How Much Was Carrier Promised to Save 1,000 Jobs?


Even some liberals are joining the chorus to praise the public relations coup the president-elect just scored in saving 1,000 Carrier jobs in Indiana. The company had planned to move them to Mexico and today, Donald Trump and Mike Pence will take a victory lap in Indianapolis for the deal they brokered to keep them in the U.S. Nelson Schwartz at the New York Times went so far as to suggest it is a “Nixon goes to China” moment.

It also signals that Mr. Trump is a different kind of Republican, willing to take on big business, at least in individual cases.

And just as only a confirmed anti-Communist like Richard Nixon could go to China, so only a businessman like Mr. Trump could take on corporate America without being called a Bernie Sanders-style socialist.

But for those who have critiqued a lack of transparency when it comes to negotiating trade deals, we actually don’t know what the incoming administration promised to Carrier to save those jobs. It is clear that vice president elect Pence, who still serves as Governor of Indiana, offered a state tax break in the neighborhood of $700,000/year over a period of years. But that part of the deal will have to be approved by the Indiana Economic Development Corporation. John Mutz, who serves on that board said that Carrier had previously turned down a similar deal they offered before the election. So there’s more to it than that.

Many are suggesting that perhaps Trump and Pence threatened Carrier’s parent company, United Technologies, with losses in their $56 billion revenue from federal contracts. But as Max Ehrenfreund notes, that’s not likely.

Observers have said that those federal contracts probably would be secure regardless of what happened at the Indianapolis plant. United Technologies is a crucial supplier for the Pentagon. In the years to come, however, a positive relationship with the new administration could have benefits for United Technologies that are difficult to predict.

Here’s how one analyst put it:

While the standoff loomed large in the lives of its employees in Indiana, for United Technologies the forgone savings is tiny — equivalent to about 2 cents per share in earnings.

“Every penny counts, but if we step back and I’m looking at earnings of $6.60 per share this year, 2 cents is an easy concession if the president-elect listens to some of the company’s bigger concerns,” said Howard Rubel, a senior equity analyst with Jefferies, an investment banking firm in New York.

Alan Murray obtained information about what those “bigger concerns” might be.

A source close to the company said President-elect Trump called Greg Hayes, CEO of Carrier’s parent company United Technologies, two weeks ago and asked him to rethink the decision to close the Carrier plant in Indiana.

Hayes explained that the jobs were lower-wage and had high turnover, and the move was necessary to keep the plant competitive, according to the source.

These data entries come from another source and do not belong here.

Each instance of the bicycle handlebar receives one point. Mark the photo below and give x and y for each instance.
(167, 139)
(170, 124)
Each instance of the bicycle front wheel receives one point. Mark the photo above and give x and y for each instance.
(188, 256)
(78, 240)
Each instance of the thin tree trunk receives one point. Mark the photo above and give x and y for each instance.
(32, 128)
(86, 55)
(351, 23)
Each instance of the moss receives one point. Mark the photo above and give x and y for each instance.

He said the plan would save the company $65 million a year.

President-elect Trump replied that those savings would be dwarfed by the savings UTC would enjoy from corporate tax-rate reductions he planned to put in place. During the recent campaign, Trump threatened to slap tariffs on Carrier imports from Mexico.

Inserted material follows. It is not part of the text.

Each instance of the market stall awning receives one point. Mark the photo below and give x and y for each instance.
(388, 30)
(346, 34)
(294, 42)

What that means is that the tax cuts Trump is promising will dwarf the $65 million/year UTC would save from moving those jobs to Mexico. That kind of approach – providing corporate tax cuts to incentivize companies to stay in the U.S. instead of imposing tariffs/taxes on those who leave – is exactly the approach favored by Speaker Paul Ryan and Trump’s incoming Treasury Secretary Steven Mnuchin. So that explanation has the ring of truth. The end result is that it looks like our president-elect just offered UTC an amount of money in excess of $65 million/year in order to save 1,000 jobs. They could have just as easily offered to pay each of those workers more than $65,000/year.

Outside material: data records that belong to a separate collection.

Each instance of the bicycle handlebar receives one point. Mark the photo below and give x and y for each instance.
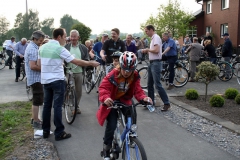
(118, 104)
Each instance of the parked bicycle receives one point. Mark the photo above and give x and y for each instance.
(93, 77)
(180, 79)
(70, 100)
(126, 141)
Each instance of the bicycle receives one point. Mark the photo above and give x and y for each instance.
(29, 92)
(70, 100)
(180, 79)
(127, 142)
(93, 77)
(2, 60)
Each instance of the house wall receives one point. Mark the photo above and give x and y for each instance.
(218, 17)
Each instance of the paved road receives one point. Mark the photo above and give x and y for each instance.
(162, 139)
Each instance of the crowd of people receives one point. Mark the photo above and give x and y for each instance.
(46, 57)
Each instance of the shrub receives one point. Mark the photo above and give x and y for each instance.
(237, 99)
(216, 101)
(191, 94)
(231, 93)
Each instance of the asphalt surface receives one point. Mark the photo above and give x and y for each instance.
(161, 138)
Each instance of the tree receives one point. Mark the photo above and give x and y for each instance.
(170, 18)
(4, 24)
(207, 72)
(26, 24)
(83, 30)
(67, 22)
(47, 26)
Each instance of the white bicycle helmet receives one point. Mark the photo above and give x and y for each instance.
(128, 61)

Meanwhile, what effect does that have on workers? In the case of Carrier, there are two things to note. First of all, while Trump/Pence will celebrate saving 1,000 jobs, this is still going to happen:

Some 1,300 jobs will still go to Mexico, which includes 600 Carrier employees, plus 700 workers from UTEC Controls in Huntington, Ind.

In other words, all of the promises Trump/Pence made didn’t include the other 1,300 jobs the company is still planning to outsource to Mexico.

Secondly, what about those 1,000 that were saved? John Mutz suggests that there is still a question about how long they’ll stay. Ehrenfreund notes that the company had already built a new plant outside Monterrey, Mexico – so one has to wonder if they’ll simply abandon it now.

It’s clear that, regardless of these facts, Trump has scored a PR victory because the media is determined to report it that way rather than ask questions. But we should all know better by now. Our president-elect has demonstrated over and over again that, rather than the “art of the deal,” he is proficient in the “art of the con.”